At a pre-conference meeting on HIV among men who have sex with men (MSM), amfAR CEO Kevin Robert Frost presented a new amfAR report calling for a robust research effort to help understand the most effective models for HIV prevention, treatment, care, and support among MSM in Asia and the Pacific. The report, Ensuring Universal Access to Comprehensive HIV Services for MSM in Asia and the Pacific, warns that if HIV prevention does not improve, "MSM will soon account for the largest proportion of people living with HIV in Asia." It outlines an agenda for operations research that could guide organizations and governments in developing an effective range of programs that could be incorporated in national AIDS strategies and donor initiatives.

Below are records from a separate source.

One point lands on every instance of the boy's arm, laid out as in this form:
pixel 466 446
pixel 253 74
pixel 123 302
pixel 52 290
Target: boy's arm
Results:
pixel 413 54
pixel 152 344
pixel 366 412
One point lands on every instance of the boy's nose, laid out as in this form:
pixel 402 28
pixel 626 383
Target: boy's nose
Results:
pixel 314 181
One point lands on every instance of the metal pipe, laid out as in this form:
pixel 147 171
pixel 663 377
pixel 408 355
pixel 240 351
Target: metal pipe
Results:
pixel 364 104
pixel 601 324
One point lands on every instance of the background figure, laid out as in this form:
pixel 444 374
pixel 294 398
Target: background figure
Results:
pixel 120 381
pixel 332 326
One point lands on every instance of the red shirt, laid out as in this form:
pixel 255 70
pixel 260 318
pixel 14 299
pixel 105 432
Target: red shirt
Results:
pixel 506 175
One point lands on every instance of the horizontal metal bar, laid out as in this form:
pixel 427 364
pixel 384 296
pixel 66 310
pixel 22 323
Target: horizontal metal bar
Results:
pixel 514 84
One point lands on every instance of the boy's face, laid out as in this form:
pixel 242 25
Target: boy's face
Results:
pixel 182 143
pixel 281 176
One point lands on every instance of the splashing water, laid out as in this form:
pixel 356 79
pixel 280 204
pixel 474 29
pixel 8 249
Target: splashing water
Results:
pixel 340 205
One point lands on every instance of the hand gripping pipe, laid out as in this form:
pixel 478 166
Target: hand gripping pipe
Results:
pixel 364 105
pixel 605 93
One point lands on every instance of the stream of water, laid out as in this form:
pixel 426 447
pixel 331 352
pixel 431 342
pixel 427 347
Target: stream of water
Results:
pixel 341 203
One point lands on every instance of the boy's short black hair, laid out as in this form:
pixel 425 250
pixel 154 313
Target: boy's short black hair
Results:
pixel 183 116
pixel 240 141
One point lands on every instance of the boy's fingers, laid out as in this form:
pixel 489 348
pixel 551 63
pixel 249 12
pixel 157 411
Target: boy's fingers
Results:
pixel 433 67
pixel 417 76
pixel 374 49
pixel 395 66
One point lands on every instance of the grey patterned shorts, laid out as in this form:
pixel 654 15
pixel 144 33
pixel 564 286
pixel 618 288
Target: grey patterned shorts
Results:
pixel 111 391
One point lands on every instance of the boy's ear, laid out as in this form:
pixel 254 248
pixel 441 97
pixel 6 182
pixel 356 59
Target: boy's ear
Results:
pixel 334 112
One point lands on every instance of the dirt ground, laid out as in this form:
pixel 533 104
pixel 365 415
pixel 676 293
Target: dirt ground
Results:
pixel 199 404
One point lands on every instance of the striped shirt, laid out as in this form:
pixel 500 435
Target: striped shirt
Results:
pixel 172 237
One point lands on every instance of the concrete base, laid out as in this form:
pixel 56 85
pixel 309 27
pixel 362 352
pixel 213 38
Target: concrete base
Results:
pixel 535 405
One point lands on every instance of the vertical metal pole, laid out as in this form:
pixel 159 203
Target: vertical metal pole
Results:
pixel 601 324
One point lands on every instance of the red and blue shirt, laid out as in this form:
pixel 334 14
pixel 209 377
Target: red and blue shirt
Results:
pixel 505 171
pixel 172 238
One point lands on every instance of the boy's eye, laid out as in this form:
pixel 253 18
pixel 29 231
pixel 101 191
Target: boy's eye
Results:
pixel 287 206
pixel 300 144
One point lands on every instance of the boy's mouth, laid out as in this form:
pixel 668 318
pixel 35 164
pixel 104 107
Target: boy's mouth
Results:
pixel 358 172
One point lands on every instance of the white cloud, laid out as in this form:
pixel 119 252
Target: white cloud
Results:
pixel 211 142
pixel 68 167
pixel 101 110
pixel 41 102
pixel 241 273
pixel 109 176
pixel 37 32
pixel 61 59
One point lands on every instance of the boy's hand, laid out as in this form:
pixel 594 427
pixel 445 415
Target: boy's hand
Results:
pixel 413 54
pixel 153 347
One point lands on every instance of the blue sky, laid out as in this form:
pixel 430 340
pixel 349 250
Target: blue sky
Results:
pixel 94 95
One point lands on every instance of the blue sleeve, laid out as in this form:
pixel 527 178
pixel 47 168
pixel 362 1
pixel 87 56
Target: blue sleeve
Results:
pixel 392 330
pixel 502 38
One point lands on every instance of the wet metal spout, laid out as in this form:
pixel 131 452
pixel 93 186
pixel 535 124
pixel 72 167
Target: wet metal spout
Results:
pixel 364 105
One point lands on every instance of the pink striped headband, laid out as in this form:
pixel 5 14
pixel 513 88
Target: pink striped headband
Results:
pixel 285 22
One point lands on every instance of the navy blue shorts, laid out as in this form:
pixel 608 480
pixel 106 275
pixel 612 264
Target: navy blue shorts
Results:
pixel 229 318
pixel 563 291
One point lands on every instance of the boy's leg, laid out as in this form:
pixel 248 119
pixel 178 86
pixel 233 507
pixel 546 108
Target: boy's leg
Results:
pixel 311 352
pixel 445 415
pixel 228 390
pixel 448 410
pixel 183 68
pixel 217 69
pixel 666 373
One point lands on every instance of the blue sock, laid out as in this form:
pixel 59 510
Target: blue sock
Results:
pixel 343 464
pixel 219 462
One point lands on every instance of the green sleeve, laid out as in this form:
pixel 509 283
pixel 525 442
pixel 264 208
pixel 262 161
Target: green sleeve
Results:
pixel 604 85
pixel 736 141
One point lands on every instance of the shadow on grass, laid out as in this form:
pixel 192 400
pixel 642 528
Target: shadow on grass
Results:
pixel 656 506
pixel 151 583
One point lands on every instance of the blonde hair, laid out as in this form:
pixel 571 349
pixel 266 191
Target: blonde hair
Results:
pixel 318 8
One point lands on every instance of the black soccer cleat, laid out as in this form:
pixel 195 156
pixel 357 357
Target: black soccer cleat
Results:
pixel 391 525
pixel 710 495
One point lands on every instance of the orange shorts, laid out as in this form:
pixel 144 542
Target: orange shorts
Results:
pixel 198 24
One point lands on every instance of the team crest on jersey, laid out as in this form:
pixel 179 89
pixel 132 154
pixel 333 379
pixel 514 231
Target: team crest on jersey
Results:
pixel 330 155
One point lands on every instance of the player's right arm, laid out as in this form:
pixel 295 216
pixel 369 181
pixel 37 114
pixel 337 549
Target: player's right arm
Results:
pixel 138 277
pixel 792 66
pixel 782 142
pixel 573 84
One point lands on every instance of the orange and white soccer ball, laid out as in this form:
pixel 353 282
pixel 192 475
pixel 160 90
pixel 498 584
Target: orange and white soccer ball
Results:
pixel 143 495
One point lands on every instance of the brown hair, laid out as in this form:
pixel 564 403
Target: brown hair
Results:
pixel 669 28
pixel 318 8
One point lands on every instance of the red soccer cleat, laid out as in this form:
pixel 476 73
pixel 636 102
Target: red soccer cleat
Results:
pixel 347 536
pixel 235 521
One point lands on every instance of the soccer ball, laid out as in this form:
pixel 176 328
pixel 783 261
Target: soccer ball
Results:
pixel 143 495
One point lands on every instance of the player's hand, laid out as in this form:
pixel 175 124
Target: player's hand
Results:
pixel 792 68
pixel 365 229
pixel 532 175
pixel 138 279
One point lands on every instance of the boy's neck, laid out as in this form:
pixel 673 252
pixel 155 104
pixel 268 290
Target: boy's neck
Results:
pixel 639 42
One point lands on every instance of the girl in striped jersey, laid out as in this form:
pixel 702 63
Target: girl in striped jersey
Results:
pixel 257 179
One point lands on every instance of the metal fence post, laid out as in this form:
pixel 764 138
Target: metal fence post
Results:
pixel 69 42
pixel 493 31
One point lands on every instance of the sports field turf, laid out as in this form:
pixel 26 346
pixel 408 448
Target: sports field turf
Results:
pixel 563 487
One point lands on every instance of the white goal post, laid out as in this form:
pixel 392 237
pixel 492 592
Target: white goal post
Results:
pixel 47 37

At the conference, TREAT Asia's MSM program coordinator Hua Boonyapisomparn gave a plenary presentation on the need for collaboration between health systems and the communities they serve. She offered examples of successful programs in India, Thailand, and China for which TREAT Asia provides technical support, and used her own experiences as a transgender person to illustrate the need for community involvement.
"Without community advocates who can identify and address these gaps in care for transgender people, our voices will not be heard and our health needs will not be met," she said. "We need to invest in the community as much as we need to pay for medicines and blood testing."
In addition, TREAT Asia community program manager Jennifer Ho presented a poster on the involvement of people living with HIV in the work of AIDS Care China, a TREAT Asia-supported organization that provides treatment education and support services.